From Left: Thomas Iannacone (Monique Lhuillier); Kyle Erickson (Carolina Herrera); George Chinsee (JLM Couture).
The buzz over Chelsea Clinton's upcoming wedding is gaining momentum, and while people speculate about every detail, our fashion department is concerned with just one thing: the dress. We've chosen six gowns sure to keep all eyes focused on her, instead of her famous parents.
Rumor has it that the former first daughter will have an all-American wedding this summer in up-state New York. If she decides to go the preppy route, she could slip on this embroidered Swiss-dot ball gown by Oscar de la Renta, which is finished with an adorable scalloped hem.
Judging from her minimalist style, we think this slim-fitting Lela Rose dress would match Chelsea's personality—and show off her tiny waist. While it's a simple shape, the embellished belt and tulle cap sleeves add subtle touches of glamour.

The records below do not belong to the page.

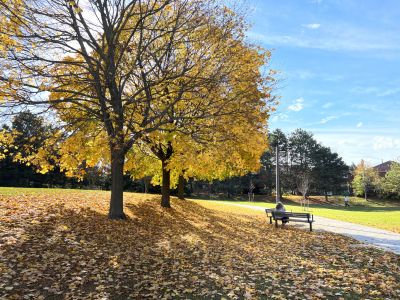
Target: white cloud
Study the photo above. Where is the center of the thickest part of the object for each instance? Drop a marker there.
(312, 26)
(327, 119)
(335, 37)
(385, 142)
(298, 105)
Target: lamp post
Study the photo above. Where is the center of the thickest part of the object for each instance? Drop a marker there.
(277, 193)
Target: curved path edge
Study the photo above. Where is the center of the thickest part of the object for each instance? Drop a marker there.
(383, 239)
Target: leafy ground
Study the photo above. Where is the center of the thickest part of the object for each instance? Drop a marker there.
(384, 215)
(59, 244)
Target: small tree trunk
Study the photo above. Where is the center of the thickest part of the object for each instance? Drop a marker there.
(117, 186)
(165, 192)
(181, 187)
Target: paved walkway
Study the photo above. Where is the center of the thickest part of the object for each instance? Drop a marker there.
(380, 238)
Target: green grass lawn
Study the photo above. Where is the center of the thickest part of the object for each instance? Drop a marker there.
(384, 215)
(59, 244)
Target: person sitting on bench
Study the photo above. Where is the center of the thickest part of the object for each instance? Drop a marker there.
(279, 207)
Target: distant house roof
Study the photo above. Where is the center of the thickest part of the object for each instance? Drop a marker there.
(383, 168)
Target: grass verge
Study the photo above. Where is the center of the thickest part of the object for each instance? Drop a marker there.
(61, 244)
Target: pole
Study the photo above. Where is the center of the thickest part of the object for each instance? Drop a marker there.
(278, 198)
(365, 184)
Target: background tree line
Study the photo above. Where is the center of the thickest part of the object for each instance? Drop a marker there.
(304, 164)
(367, 181)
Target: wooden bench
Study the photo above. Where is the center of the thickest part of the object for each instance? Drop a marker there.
(268, 211)
(291, 217)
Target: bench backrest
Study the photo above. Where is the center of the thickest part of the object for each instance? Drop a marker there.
(280, 214)
(269, 211)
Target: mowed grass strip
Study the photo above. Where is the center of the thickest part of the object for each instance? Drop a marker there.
(383, 215)
(61, 244)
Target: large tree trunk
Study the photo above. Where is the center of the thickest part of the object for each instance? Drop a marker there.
(165, 191)
(181, 187)
(117, 186)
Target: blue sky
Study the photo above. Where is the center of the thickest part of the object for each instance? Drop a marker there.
(339, 64)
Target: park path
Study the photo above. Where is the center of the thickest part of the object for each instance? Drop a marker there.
(380, 238)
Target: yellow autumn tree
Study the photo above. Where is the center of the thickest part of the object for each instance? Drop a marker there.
(228, 143)
(113, 72)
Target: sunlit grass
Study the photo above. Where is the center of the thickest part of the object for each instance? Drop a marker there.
(384, 215)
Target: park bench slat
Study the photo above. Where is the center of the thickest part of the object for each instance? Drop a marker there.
(291, 216)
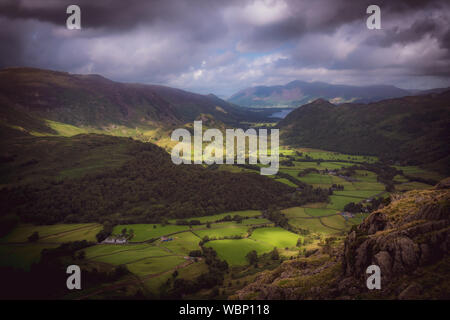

If Chels is one of those girls who always dreamed of being a princess for her wedding, Jim Hjelm's contemporary spin on the classic ball gown would do the trick. The soft organza skirt is full but not stiff (so it wouldn't envelop her small frame), while the fitted lace bodice is a throwback to the quintessential princess, Grace Kelly.
From Left: Kyle Erickson (Amsale); George Chinsee (Oscar de la Renta); John Aquino (Lela Rose).
We don't know how daring Chelsea is willing to go, but we could totally picture her playing haute bohemian for a day in Monique Lhuillier's textured gown. It's definitely original—and would be more than a little unexpected.
Who says the bride has to wear white? We'd love to see Ms. Clinton bring out her glamorous, sophisticated side in Carolina Herrera's dramatic pale gray dress. The halter neckline would show off her amazing shoulders, and the flared, tiered skirt would add a touch of drama.
If she starts to crack from the pressure of planning the wedding of the year, Chels can flit off to City Hall wearing Amsale's cute little frock. The high bateau neckline dips down in back to show off a gorgeous back, and the length makes it a dress she could seriously dance in.